Here's an idea. It's kind of crazy but it's also fun to think about.
Imagine a language which has every piece of its state stored in the filesystem.
Yes, I know it sounds weird but do read on!
Datatypes
Let's say we do this:
a = 1
What will happen under the covers is that file "a" will be created that contains nothing but "1".
Lists could be represented as files where each line corresponds to an item.
b = [1, 2, 3]
The above would simply create file "b" with the following content:
1
2
3
Filesystem also provides hash tables out of the box. They are called directories.
c = {
foo: 1,
bar: {
quux: 3
}
}
Which would create a directory "c" with file "foo" (containing "1") and directory "bar" containing file "quux" which would in turn contain "2".
Fun idea: For map indexing use operator / instead of []. So, to access "quux" you would write "c/bar/quux" which happens to be the path to the file in question.
Call stack
Of course, state of the program is not just about variables. We would have to represent the call stack in some way.
Easy to do! For each stack frame create a directory called "nextframe". The call stack would then look like a sequence of embedded directories:
main
|-- a # contains 1
|-- b # contains 1\n2\n3
`-- nextframe
|-- c
| |-- foo # contains 1
| `-- bar
| `-- quux # contains 2
`-- nextframe
`-- a # contains 2
In such a model, scoping is easy. If you want to access "b" in the innermost frame, just walk up the directory tree until you find a file (or directory) named "b".
Also, overrides work as expected. If you ask for "a" in the innermost frame, you'll get "2", not "1".
Instruction pointer
Now you are probably wondering how would one persist the instruction pointer. The language needs to know which command is the next to execute after all and not making this information persistent defeats the entire point of the language.
Let's make it work this way:
When program is started, a copy of the source file is created. We'll call it a "todo" file.
Then the first line of the "todo" file is executed. Then it is removed from the file.
We'll do the same with the second and every subsequent line.
That way the "todo" file always contains a list of commands that are yet to be executed.
But hey, you cry, if there's a loop in the source code we can't just delete a command within the loop! We will still need it in the next iteration!
Easy to fix! Let's make each iteration of the loop create a new stack frame (we would want that anyway, to get proper variable scoping).
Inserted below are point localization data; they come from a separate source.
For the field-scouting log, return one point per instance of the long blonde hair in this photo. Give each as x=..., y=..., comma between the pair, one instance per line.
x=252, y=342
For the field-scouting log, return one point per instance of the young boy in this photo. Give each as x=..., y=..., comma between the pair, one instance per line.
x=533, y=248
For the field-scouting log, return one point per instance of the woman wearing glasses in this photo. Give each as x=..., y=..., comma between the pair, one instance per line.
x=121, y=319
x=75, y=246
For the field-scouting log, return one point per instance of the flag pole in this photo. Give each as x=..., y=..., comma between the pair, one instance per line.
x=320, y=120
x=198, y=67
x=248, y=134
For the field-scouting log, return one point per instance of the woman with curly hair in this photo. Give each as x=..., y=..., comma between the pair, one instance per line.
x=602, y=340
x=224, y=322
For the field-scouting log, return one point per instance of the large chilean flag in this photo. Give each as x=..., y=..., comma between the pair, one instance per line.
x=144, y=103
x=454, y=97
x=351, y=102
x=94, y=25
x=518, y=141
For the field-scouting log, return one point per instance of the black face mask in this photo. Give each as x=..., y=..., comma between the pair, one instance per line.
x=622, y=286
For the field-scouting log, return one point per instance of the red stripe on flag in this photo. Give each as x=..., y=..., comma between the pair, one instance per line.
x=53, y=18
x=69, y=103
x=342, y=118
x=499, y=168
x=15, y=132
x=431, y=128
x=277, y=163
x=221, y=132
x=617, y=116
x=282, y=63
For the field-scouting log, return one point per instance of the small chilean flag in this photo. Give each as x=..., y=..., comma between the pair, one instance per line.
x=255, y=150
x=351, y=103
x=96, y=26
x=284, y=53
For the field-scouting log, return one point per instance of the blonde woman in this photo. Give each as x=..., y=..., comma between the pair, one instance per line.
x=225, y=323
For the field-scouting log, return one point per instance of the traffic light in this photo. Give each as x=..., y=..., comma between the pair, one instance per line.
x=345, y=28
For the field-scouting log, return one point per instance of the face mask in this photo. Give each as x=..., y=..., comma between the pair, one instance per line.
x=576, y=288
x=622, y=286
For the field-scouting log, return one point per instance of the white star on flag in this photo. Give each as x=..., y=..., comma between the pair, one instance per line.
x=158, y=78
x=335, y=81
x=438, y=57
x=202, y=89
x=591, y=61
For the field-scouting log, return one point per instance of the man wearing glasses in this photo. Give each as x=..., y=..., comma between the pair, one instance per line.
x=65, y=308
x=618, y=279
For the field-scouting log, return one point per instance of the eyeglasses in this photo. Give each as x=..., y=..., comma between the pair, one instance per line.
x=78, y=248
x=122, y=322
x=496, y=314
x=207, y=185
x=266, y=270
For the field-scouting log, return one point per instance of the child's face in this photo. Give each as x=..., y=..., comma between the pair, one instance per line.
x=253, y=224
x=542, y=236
The body of the loop would be then copied to the "todo" file of the new frame and executed. Once there's nothing left in the inner "todo" file the scope would be exited, the stack frame deleted and the parent could start new iteration of the loop with a new copy of the loop body. Finally, when there's no more iterations to do the parent will delete the entire loop construct, including the loop body and move on.
Let's have a look at an example:
b = [1, 2, 3]
for i in b:
echo i
Once the first line is executed we end up with the following state on the disk:
main
|-- b # contains "1\n2\n3"
`-- todo # contains "for i in b:\n echo i"
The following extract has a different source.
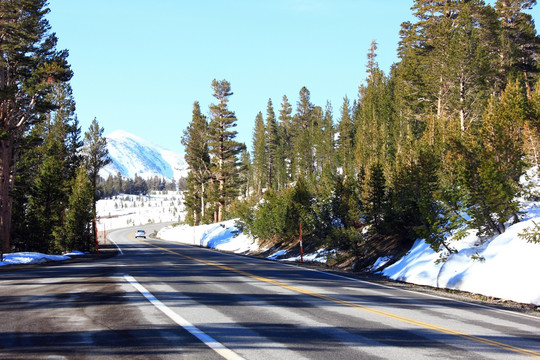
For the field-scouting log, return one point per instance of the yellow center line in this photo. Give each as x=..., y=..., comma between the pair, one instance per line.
x=356, y=306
First iteration of the loop is started. Interpreter creates a new stack frame and populated both the "i" variable and the local "todo" file:
main
|-- b # contains "1\n2\n3"
|-- todo # contains "for i in b:\n echo i"
`-- nextframe
|-- i # contains "1"
`-- todo #contains "echo i"
Now the echo command can be executed which will print "1" and remove the statement from the "todo" file:
main
|-- b # contains "1\n2\n3"
|-- todo # contains "for i in b:\n echo i"
`-- nextframe
|-- i # contains "1"
`-- todo #contains ""
"todo" file is empty now so we can exit and delete the scope:
main
|-- b # contains "2\n3"
`-- todo # contains "for i in b:\n echo i"
Note how the "for" construct deleted the first element of "b". This may or may not be a good idea, but it's simple, so let's go with it for now.
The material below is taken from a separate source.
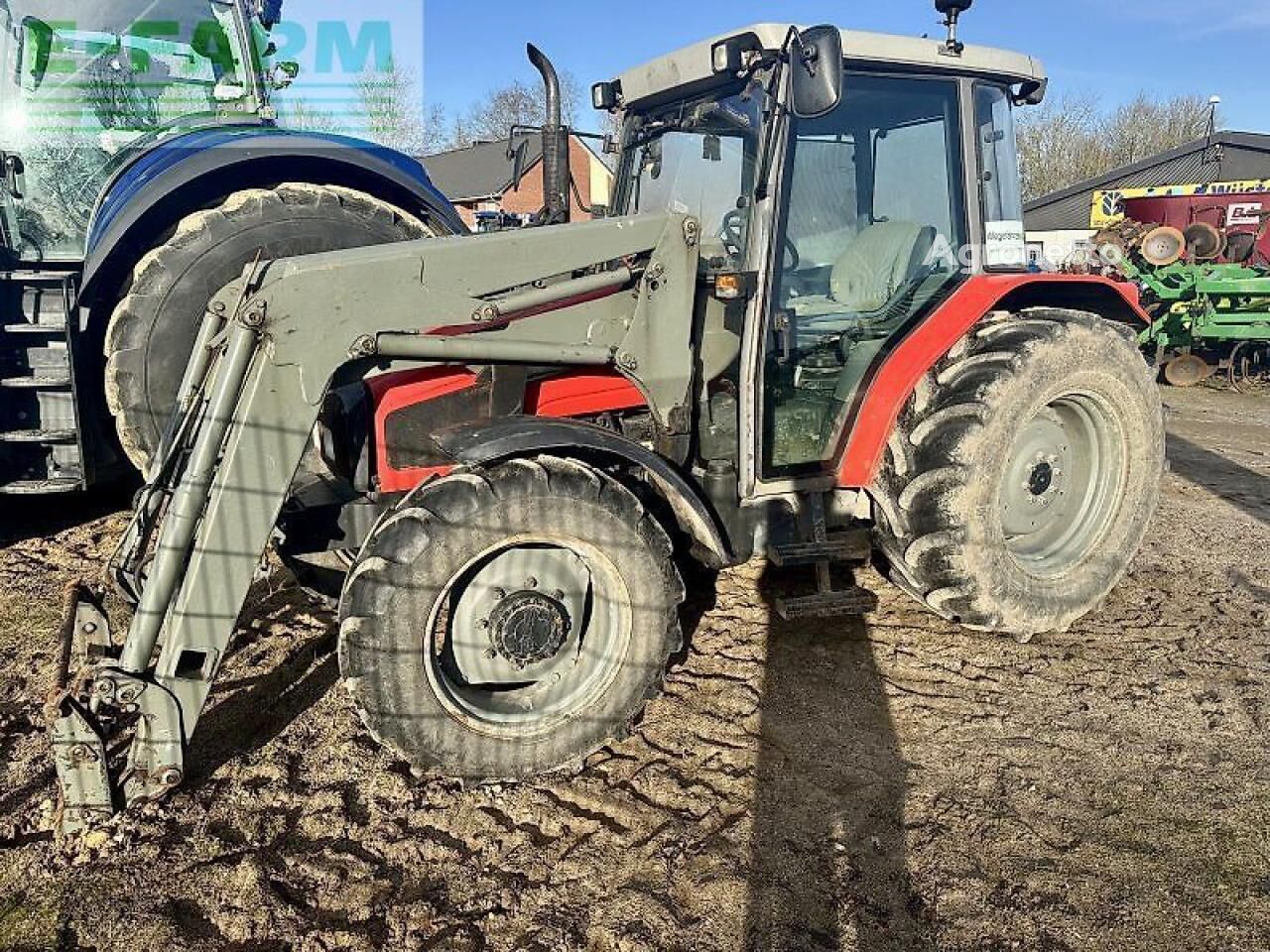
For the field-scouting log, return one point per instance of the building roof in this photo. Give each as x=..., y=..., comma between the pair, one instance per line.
x=480, y=171
x=1243, y=157
x=694, y=63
At this point we can do the entire dance described above for element "2", then for element "3".
Finally, there are no more elements in "b" and "for" construct is considered done. It can be deleted from the "todo" file.
main
|-- b # contains ""
`-- todo # contains ""
As there's nothing more to do, the entire program can now exit.
Why the hell?
I mean, it's a fun exercise, but why would anyone want to use such a language?
But once you start playing with concept a little you'll find out that it has some interesting properties.
Debugging
For starters, it kind of feels like being in a debugger although there's no debugger anywhere in sight.
It's entirely possible to execute just one statement at a time. The entire state of the program is on the disk, so once you've executed one command you can execute the next one and so on.
In the process you can inspect all the variables: Remember? They are just files in the filesystem.
$ hull next
done: b = [1, 2, 3]
$ cat b
1
2
3
Time travel
Given that the entire state of the program resides in a directory, you can backup the directory and proceed with the debugging. Then, when you want to return to the previous point, you just restore it from the backup and you are set to go.
Laziness
Once again: Given that the entire state of the program is stored on the disk, it means that you can execute it partially, then do something else, then resume the execution.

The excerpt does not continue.